A Philadelphia native, Bryant starred at La Salle, averaging 20.3 points and 11.1 rebounds per game across two seasons before being drafted by the Golden State Warriors with the No. 14 pick in 1975. His rights were sold to the Philadelphia 76ers later that year and he spent his first four years in the NBA in Philadelphia, averaging 8.7 points per game.
It was in Philadelphia where his third and youngest child, Kobe, was born in 1978. Bryant gave him the middle name Bean, derived from his own nickname.
Bryant overcame early career struggles, including a rookie-year arrest, to carve out a regular role with the 76ers. After his stint in Philadelphia, he played three seasons with the San Diego Clippers — averaging a career-high 11.8 points in 1981-82 — and then one season with the Houston Rockets before finishing his career internationally.
Overseas, he played with five different European teams. Kobe later credited his time in Reggio Emilia (the city of his father’s final Italian team, Reggiana) for being the place where the future Hall of Famer fell in love with basketball.
After Bryant’s playing career ended with a stint in France, he took to coaching with a job as the women’s basketball coach at Akiba Hebrew Academy in Lower Merion, Pa., the area where Kobe would later attend high school (at Lower Merion High).
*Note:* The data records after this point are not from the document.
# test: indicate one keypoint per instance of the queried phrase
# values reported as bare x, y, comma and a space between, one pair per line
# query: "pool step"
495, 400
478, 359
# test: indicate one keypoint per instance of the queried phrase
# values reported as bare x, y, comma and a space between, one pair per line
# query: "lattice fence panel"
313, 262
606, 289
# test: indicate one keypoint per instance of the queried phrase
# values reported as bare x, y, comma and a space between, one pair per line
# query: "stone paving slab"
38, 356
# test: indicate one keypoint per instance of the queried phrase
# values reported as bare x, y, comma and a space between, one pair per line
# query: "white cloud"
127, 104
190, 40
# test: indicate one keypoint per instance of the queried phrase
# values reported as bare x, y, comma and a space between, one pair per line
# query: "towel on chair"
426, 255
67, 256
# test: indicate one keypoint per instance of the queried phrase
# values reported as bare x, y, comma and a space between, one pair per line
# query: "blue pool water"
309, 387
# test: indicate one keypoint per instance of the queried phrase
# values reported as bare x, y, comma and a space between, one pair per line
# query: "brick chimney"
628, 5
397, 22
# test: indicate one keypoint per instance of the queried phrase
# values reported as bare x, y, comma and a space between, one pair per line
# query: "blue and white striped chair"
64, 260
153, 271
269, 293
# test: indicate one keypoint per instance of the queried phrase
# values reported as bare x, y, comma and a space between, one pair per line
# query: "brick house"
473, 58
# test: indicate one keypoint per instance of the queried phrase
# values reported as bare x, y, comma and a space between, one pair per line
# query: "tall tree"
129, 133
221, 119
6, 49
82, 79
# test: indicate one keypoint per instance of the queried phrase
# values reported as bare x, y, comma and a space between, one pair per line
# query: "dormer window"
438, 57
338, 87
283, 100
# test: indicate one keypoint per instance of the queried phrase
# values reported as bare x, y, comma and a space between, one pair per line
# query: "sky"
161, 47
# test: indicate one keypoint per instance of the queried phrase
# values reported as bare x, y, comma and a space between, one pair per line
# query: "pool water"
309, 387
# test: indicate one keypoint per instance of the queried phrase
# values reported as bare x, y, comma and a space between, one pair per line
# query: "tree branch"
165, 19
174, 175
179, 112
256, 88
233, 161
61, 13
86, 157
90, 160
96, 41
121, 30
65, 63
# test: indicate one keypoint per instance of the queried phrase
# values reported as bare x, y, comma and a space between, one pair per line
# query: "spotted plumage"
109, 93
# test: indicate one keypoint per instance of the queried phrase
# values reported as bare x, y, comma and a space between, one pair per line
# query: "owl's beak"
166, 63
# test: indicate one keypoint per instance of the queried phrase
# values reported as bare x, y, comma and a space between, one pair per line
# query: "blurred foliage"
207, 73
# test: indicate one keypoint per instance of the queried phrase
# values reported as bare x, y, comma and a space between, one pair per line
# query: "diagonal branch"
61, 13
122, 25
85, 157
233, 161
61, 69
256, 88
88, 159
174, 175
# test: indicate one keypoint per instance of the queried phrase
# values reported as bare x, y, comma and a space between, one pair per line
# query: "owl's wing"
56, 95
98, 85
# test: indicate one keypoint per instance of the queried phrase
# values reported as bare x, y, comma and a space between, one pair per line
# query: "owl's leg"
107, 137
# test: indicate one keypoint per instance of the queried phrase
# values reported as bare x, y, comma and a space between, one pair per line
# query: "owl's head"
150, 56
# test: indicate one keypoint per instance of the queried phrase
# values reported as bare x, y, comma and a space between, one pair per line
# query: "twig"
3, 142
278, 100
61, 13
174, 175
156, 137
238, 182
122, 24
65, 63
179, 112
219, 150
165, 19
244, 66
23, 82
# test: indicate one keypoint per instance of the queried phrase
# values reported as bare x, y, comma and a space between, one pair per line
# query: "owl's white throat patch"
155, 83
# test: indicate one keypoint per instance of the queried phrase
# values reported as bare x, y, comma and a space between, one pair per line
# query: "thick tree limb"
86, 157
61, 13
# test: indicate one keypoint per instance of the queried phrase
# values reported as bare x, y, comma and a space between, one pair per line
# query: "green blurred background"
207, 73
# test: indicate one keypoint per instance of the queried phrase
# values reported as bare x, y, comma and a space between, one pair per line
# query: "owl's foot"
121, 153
Bryant left Akiba to become an assistant coach at La Salle in 1993, where he stayed until Kobe was drafted in 1996. He later returned to coaching in 2003, coaching for the next 12 years with eight different teams, including the Los Angeles Sparks on two occasions. He coached a Lisa Leslie-led 2006 Sparks team to the Western Conference finals.
His final year of coaching came in 2015 with the Rizing Zephyr Fukouka of the Japanese professional B.League.
Bryant’s relationship with his son was reportedly strained during Kobe’s career, as the Los Angeles Times reported that Kobe had a fallout with his parents and neither Joe nor Pamela, Kobe’s mother, attended their son’s wedding in 2001. After the Lakers’ championship in 2001, Kobe was famously photographed holding the trophy in the shower, a moment in which he later said he was thinking about his father.
Kobe’s death preceded his father’s by four and a half years, as the Los Angeles Lakers great died in a helicopter crash on Jan. 26, 2020.